Permit – Permits are the guiding documents issued by regulators at the local, state and federal level that provide mining companies the ability to mine, but also lay out a broad range of conditions that must be met. Failure to meet the conditions of the permit results in enforcement action by the regulatory agency that issued the permit. Many modern permits require companies to demonstrate compliance before allowing them to move into the next permitted section of the mine. Applications for mining permits are incredibly complex and require volumes of data collection, environmental analyses and engineering studies to prove the feasibility of the mining and reclamation plans. The documentation supporting the permit application can often include hundreds of thousands of pages of data.
Phosphate rock – Phosphate rock is the finished product that goes from the mine to Mosaic’s fertilizer manufacturing plants. Through a separation process, it is removed from the matrix material that is mined by the draglines. Phosphate rock is not water soluble and is not useful as a nutrient until after it is processed at Mosaic’s manufacturing facilities.
Phosphatic clay – Phosphatic clay is a unique clay material present in the phosphate ore that is spongy in nature and has a high holding capacity for water. The spongy nature of the material makes it impractical for wide use in reclamation because of its instability. Instead, the clays are consolidated in clay settling areas. Once full, the clay settling areas are reclaimed for agricultural uses and make excellent pasture or row crop land.
Reclamation – The process by which mining companies return mined land to productive uses or natural landscapes. The phosphate industry is required to reclaim every acre we mine and wetlands are required to be reclaimed on an acre for acre, type for type basis. When regulators approve a mining permit, they also approve a reclamation plan. The reclamation plan details what the landscape will look like after reclamation is complete. The mine site is divided into smaller sections in the permitting process and reclamation is required, by law, to be in place within two years of mining operations being complete in each section. Since reclamation became mandatory in 1975, the science has continually developed and the phosphate industry has now successfully demonstrated proficiency in reclaiming all the habitats we’re permitted to disturb. To see examples of our reclamation, please visit the photo gallery.

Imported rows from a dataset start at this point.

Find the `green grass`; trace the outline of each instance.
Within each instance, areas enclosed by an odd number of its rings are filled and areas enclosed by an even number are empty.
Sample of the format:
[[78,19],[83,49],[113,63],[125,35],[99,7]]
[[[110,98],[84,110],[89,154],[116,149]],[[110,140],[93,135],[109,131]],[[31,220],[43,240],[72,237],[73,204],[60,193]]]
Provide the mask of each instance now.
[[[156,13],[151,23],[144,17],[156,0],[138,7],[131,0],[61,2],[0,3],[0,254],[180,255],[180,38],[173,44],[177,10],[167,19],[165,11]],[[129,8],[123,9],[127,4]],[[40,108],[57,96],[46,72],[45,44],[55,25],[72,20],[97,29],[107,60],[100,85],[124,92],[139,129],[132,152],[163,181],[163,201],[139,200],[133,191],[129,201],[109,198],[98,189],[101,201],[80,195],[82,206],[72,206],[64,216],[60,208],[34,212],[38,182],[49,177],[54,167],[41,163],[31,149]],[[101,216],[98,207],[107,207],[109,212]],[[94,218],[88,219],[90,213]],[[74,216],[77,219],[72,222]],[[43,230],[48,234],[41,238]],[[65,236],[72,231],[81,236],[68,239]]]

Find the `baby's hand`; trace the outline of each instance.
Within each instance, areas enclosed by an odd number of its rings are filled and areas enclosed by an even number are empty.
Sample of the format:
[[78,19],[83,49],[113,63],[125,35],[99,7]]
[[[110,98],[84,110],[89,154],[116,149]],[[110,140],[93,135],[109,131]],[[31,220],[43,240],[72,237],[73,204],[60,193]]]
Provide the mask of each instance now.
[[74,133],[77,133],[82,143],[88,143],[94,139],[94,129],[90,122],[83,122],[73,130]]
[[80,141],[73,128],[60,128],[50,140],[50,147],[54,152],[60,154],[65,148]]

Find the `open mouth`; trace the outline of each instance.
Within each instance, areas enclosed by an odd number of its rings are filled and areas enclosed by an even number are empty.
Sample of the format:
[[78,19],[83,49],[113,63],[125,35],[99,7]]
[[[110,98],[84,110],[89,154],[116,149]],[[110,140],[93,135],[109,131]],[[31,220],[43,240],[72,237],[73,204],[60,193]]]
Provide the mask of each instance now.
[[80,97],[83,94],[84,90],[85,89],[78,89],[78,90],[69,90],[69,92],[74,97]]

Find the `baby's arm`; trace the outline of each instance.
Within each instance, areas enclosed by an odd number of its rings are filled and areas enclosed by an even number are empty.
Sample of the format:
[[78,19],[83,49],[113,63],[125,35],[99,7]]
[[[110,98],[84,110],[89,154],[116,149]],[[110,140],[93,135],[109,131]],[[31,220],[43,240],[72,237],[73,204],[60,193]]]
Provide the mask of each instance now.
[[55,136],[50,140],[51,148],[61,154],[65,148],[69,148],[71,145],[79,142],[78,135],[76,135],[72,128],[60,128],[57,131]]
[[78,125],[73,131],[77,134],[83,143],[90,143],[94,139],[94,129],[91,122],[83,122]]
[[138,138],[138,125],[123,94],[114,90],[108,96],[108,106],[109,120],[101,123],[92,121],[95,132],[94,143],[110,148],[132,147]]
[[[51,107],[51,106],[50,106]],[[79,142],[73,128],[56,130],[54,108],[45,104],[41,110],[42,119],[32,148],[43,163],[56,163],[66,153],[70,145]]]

Setback – Local, state and federal permits all carry separate requirements for setbacks. Setbacks are how far mining must be kept away from particular boundaries. The boundary may be related to county rights-of-way, private property or preservation areas. Setback distances will vary based upon individual circumstances or local ordinances.
Slurry – To transport matrix (see definition above) to the mine plant for separation, the material must be pumped. After being mined by the dragline, matrix is placed into a slurry pit, where a water gun is used to create a “slurry” of water and matrix that is about 30 percent solids. This slurry is then pumped through metal pipes to the plant where the phosphate rock can be separated.
Upland – Land that lies above where water collects or flows and is typically well drained. Upland habitats may include pasture, forests, prairies or scrub.
Washer – A common term for the plant at a mine where clay, sand and phosphate rock are physically separated.
Water recycling– Since the 1970s, the phosphate industry has worked hard to reduce water consumption. Modern mines include freshwater circulation systems that allow water to be reused and minimize the need for groundwater pumping. Water flows on a circuit between the mining sites, plant and clay settling areas. The clay settling areas also act as freshwater reservoirs so that a steady supply of water is available for the mining process. At Mosaic’s phosphate manufacturing facilities, approximately 90 percent of all water used is either recycled or reused.
Wetland – Land that has a wet or spongy soil and often times collects water. Wetland habitats may be forested, herbaceous or wet prairie.